ABSTRACT
The diffraction limit of light restricts the spatial resolution of standard optical microscopes to about 200 nm. To overcome this barrier and reveal structures of critical importance in biology and materials science, two main strategies are typically pursued: (i) improving hardware and acquisition protocols— often costly and potentially damaging to samples—and (ii) developing advanced image reconstruction methods that extract additional information from existing data. This latter approach leverages physical priors, such as knowledge of imaging models and noise statistics, together with structural or temporal assumptions about the sample. Recent advances in machine and deep learning have further enabled interpretable, model-aware, data-driven methods, where physical models are enriched by insights learned from data. In this talk, I will outline the physical principles and mathematical foundations of modern fluorescence microscopy reconstruction techniques, including fully model-based localisation approaches based on the minimisation of non-smooth and non-convex functionals, as well as hybrid methods for image deconvolution and super-resolution that combine deep neural architectures with provable convergence guarantees.
SPEAKER
Luca Calatroni is Associate Professor at the Department of Informatics, Bioengineering, Robotics and Systems Engineering (DIBRIS) at the University of Genoa (Italy), and Principal Investigator of the Computatio- nal Imaging & Learning (CIL) unit at the Machine Learning Genoa Center (MaLGa). He earned his PhD in Applied Mathematics at the University of Cambridge (UK) in 2015. His prior affiliations include post-doctoral research at the École Polytechnique (France) and a research scientist position at CNRS – I3S, Sophia-Antipolis (France).
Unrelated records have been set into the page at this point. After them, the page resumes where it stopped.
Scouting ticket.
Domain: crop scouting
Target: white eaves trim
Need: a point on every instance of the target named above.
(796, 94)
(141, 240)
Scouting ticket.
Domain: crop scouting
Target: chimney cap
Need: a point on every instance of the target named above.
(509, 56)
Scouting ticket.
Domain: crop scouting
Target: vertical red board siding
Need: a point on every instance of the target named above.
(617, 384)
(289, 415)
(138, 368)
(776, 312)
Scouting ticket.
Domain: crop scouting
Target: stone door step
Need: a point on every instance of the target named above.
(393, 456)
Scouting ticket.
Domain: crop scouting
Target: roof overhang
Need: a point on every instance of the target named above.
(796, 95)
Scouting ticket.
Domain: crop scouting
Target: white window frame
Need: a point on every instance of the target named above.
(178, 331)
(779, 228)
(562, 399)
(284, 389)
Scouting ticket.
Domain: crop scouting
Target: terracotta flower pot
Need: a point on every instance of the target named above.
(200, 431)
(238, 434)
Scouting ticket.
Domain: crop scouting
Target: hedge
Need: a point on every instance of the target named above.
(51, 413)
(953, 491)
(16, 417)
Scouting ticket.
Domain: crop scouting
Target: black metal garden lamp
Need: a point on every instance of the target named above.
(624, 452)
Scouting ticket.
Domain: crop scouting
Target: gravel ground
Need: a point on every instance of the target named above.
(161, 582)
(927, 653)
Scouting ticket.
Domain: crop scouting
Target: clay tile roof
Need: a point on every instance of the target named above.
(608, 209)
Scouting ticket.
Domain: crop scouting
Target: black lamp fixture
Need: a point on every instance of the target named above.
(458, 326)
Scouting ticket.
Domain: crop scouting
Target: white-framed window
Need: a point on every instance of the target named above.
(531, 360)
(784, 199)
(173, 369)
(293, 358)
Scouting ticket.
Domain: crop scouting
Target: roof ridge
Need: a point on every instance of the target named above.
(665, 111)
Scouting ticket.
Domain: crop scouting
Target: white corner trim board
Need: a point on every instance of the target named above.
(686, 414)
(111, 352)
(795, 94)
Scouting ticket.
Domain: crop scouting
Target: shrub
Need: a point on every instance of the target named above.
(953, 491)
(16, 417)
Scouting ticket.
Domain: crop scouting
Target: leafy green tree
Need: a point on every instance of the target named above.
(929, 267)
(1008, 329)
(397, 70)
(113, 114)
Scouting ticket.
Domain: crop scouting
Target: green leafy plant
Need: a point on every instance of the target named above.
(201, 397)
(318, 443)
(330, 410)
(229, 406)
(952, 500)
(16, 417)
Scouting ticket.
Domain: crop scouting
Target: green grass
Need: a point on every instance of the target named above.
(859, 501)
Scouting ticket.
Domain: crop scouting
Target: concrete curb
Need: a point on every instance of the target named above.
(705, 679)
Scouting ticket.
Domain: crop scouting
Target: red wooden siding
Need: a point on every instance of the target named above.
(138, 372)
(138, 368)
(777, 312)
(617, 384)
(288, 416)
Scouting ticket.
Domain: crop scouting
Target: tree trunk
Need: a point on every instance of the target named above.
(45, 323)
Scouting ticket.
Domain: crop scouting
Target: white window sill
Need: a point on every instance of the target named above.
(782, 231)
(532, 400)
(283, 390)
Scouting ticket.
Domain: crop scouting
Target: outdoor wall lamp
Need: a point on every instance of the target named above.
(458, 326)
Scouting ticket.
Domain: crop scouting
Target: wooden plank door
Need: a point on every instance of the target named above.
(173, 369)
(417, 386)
His research focuses on variational and optimisation methods for imaging inverse problems, non- smooth/non-convex optimisation, and physics-inspired learning
frameworks, with applications in computational microscopy, digital art restoration and vision. He is PI of the ERC Starting Grant MALIN: Model-Aware Learning for Imaging Inverse Problems in Fluorescence Microscopy and has also secured major national grants including the ANR JCJC TASKABILE on the use of bilevel learning for image reconstruction and, as Co-PI, of the ANR PRC MICROBLIND on blind inverse problems for computational microscopy.